Phase 6 + 7 — Root Cause Confirmation & TDD Fix

A cause is not "confirmed" until you can toggle the bug by toggling the cause. Every other level of evidence is correlation, and correlation-driven fixes ship bugs.

Phase 6 — Root Cause Confirmation

You are allowed to call the cause "confirmed" only when ALL THREE of these hold:

1. Captured runtime value matches the hypothesis exactly

Not "the value looks consistent with" — the value is exactly the value the hypothesis predicted. If your hypothesis was "baseUrl is api.anthropic.com despite ANTHROPIC_BASE_URL being set to a proxy", the captured value is literally "https://api.anthropic.com" in the debugger at the moment of the HTTP call.

2. Reproducible

Running the repro a second time yields the same observation.
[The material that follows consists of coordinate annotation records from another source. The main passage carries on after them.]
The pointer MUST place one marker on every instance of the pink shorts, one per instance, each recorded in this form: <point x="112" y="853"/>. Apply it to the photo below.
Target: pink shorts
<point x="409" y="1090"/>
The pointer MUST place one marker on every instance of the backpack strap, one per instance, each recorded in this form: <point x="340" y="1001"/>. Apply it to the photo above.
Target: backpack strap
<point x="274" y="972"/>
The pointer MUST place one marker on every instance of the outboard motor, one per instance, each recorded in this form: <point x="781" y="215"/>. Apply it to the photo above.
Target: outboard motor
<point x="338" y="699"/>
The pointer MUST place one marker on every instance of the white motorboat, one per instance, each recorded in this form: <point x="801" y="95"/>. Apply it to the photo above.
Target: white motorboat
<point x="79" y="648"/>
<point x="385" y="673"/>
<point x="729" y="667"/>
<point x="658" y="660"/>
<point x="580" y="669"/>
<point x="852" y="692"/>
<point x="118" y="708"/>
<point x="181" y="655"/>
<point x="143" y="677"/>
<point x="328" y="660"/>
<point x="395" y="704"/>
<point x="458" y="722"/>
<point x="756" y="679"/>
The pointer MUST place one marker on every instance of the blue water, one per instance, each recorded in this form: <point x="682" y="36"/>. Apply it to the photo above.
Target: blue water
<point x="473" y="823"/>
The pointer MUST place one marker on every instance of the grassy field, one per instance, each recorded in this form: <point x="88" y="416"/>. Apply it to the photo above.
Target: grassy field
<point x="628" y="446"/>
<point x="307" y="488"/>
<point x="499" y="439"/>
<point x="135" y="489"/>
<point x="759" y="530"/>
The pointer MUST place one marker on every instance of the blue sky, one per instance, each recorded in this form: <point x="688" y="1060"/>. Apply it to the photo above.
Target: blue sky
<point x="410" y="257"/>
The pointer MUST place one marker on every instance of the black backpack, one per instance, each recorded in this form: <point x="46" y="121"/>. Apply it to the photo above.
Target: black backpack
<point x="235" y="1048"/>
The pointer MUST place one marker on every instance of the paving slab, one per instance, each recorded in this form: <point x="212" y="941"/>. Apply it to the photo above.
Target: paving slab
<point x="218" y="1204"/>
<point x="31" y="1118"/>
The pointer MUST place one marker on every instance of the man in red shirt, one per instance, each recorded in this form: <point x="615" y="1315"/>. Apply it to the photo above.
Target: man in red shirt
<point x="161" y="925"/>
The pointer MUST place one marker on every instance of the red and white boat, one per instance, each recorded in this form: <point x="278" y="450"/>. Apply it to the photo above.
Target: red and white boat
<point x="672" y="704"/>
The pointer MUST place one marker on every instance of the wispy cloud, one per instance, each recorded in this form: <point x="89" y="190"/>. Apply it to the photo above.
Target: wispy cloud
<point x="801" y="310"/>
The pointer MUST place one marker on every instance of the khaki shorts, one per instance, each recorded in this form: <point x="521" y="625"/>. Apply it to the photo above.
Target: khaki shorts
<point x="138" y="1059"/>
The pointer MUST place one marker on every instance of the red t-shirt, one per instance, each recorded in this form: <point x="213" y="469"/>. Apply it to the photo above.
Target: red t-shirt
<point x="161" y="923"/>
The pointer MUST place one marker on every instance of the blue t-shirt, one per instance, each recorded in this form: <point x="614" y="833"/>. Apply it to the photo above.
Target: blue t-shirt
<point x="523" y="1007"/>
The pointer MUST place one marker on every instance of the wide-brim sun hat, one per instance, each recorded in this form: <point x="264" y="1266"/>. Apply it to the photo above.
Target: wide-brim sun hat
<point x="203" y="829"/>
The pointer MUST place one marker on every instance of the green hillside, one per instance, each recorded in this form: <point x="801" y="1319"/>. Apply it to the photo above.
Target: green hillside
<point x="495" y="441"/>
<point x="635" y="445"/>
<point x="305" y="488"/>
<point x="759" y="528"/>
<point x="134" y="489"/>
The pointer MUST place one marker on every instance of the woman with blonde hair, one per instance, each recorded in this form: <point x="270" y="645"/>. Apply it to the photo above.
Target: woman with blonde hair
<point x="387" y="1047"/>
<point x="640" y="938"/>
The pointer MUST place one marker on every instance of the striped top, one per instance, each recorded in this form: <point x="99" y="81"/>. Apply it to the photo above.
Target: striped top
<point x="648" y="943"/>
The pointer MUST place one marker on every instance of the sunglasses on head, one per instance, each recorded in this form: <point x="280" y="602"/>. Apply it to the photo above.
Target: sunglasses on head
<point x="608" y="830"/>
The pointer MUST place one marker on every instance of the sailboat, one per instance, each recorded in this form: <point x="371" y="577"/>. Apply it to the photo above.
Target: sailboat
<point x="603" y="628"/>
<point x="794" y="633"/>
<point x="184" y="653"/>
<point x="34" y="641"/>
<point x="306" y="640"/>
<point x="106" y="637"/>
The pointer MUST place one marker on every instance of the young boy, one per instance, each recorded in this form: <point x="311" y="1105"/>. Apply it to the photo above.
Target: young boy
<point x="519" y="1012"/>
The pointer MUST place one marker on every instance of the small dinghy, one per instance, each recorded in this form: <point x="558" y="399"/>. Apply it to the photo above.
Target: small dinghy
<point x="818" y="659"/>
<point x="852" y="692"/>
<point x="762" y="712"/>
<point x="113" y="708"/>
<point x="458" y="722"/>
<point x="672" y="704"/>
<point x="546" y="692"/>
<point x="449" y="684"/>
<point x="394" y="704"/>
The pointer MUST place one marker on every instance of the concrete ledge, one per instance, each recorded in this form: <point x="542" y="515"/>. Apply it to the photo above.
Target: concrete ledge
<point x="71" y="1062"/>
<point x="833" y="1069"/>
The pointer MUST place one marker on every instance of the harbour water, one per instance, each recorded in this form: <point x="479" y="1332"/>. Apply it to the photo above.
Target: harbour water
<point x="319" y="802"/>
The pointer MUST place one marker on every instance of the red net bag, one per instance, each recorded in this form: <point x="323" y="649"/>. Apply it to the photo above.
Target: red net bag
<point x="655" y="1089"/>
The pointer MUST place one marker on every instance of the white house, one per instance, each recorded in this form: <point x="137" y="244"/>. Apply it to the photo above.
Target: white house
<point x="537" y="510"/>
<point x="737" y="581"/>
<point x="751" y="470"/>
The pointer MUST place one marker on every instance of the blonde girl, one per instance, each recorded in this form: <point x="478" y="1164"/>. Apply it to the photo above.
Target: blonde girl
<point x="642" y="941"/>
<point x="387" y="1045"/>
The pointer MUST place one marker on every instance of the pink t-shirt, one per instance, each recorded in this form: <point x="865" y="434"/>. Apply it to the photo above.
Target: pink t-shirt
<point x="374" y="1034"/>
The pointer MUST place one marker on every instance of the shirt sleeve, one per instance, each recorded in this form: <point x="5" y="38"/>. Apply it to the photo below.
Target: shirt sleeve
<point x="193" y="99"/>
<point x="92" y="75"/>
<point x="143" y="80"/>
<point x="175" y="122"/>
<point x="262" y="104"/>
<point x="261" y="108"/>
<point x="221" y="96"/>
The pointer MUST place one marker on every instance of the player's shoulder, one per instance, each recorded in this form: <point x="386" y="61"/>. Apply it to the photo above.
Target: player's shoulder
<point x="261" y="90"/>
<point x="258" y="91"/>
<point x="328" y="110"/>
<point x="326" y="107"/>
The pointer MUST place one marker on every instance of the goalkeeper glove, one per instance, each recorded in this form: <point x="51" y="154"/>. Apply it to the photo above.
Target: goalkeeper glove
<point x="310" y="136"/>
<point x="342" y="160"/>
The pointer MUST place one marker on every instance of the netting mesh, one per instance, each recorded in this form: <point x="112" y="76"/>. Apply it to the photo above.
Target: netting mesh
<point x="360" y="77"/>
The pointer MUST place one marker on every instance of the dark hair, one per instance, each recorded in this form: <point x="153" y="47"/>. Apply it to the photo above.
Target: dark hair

Flaky repros mean you haven't isolated the cause; you've isolated a symptom that sometimes appears when the cause does. Keep investigating.

3. Toggle proof (the one most skipped)

Changing the value (via debugger assignment, env override, or a speculative one-line patch) makes the bug disappear — and reverting brings the bug back.

If you can't toggle the bug by toggling the suspected cause, what you have is a correlation, not a mechanism. A correlation is a strong hypothesis, not a confirmed cause.

Examples of a valid toggle proof:

Suspected cause	Toggle
Env var overrides library default, and the override is wrong	Unset the env var → bug goes away. Reset it → bug comes back.
Async task is not awaited	Add `await` → bug goes away. Remove `await` → bug comes back.
Third-party SDK uses hardcoded URL	Monkey-patch SDK to use env URL → bug goes away. Unpatch → bug comes back.
Race condition on shared state	Add a mutex → bug goes away under load. Remove mutex → bug comes back under load.

If you can't construct a toggle proof, you haven't confirmed the cause. Run one more round.

Update the journal

markdown

## Root cause (confirmed <ISO timestamp>)
- Mechanism: <one paragraph, causal not correlational — the chain from cause to observable symptom>
- Evidence: <file:line of captured value | path to saved repro | address + register state>
- Toggle proof: "With <change X>, repro produces <good>. Reverting <change X>, repro produces <bad>."
- Fix scope: <files and approximate line count>

The "mechanism" field is the acid test. If you can't write the causal chain from cause to observable symptom as one paragraph, you don't yet understand the bug well enough to fix it.

Phase 7 — TDD Fix

Red, green, refactor. No shortcuts.

1. Red — failing-first test

Write a test that fails specifically because of this bug. Requirements:

Test name reads like a bug report. test_refinement_turn_returns_empty_content_when_anthropic_returns_401 is good. test_bug_fix is not.
Failure message clearly shows what the bug looks like. If someone reads only the failure output, they understand what's broken.
Minimum infrastructure. Don't spin up the whole server if a unit test against the right seam captures the mechanism.

Run the test. Confirm it fails. Paste the failure output into the journal:

markdown

### Red phase (<ISO timestamp>)
Test: <path>::<name>
Command: <exact invocation>
Output:

<verbatim failure output> ``` Confirms: the bug is reproducible at the test-harness level, not just the manual repro. ```

2. Green — minimum change

Make the test pass with the smallest change that fully fixes the observed mechanism.

If the diff is larger than ~30 lines and you aren't refactoring, something is wrong — either you're fixing more than the bug, or the root cause was deeper than you confirmed. Back to Phase 6.

Signs you're over-fixing:

Adding "just in case" null checks or try/except around other code
Refactoring adjacent functions because "while I'm here"
Adding new configuration options the bug didn't require
Introducing new abstractions to "make this cleaner"

Resist all of these. Fix the bug. Note the surrounding issues for follow-up. Move on.

3. Refactor — ONLY AFTER GREEN

Only cleanup directly related to the fix. Do not re-architect.

If the code around the fix is rough, note it in the journal as a follow-up for the user; do not expand scope here. Refactoring during a bugfix is how one-line fixes turn into hundred-line diffs nobody can review.

4. Regression — full suite green

Run the full test suite for the affected package (not just the one new test). Existing tests must still pass.

If they don't, your "fix" broke something else. Back to Phase 6 with the new failure as evidence — usually it means the mechanism you thought you fixed was load-bearing for some other code path you didn't know about, and the "broken" test is actually pointing at a better understanding of the system.

Update the journal

markdown

### Green phase (<ISO timestamp>)
Fix: <file:line> — <two-line description of the change>
Test: <path>::<name> now passes
Full suite: <N tests, <M failures — should be 0>

The red-green discipline summary

No red test → no proof the fix addresses the reported bug. Only proof it doesn't break tests that already existed.

A test written after the fix might still pass with the fix reverted. If that's the case, the test doesn't lock the bug — it locks something else. Always verify the test fails without the fix and passes with it. The journal should show both outputs.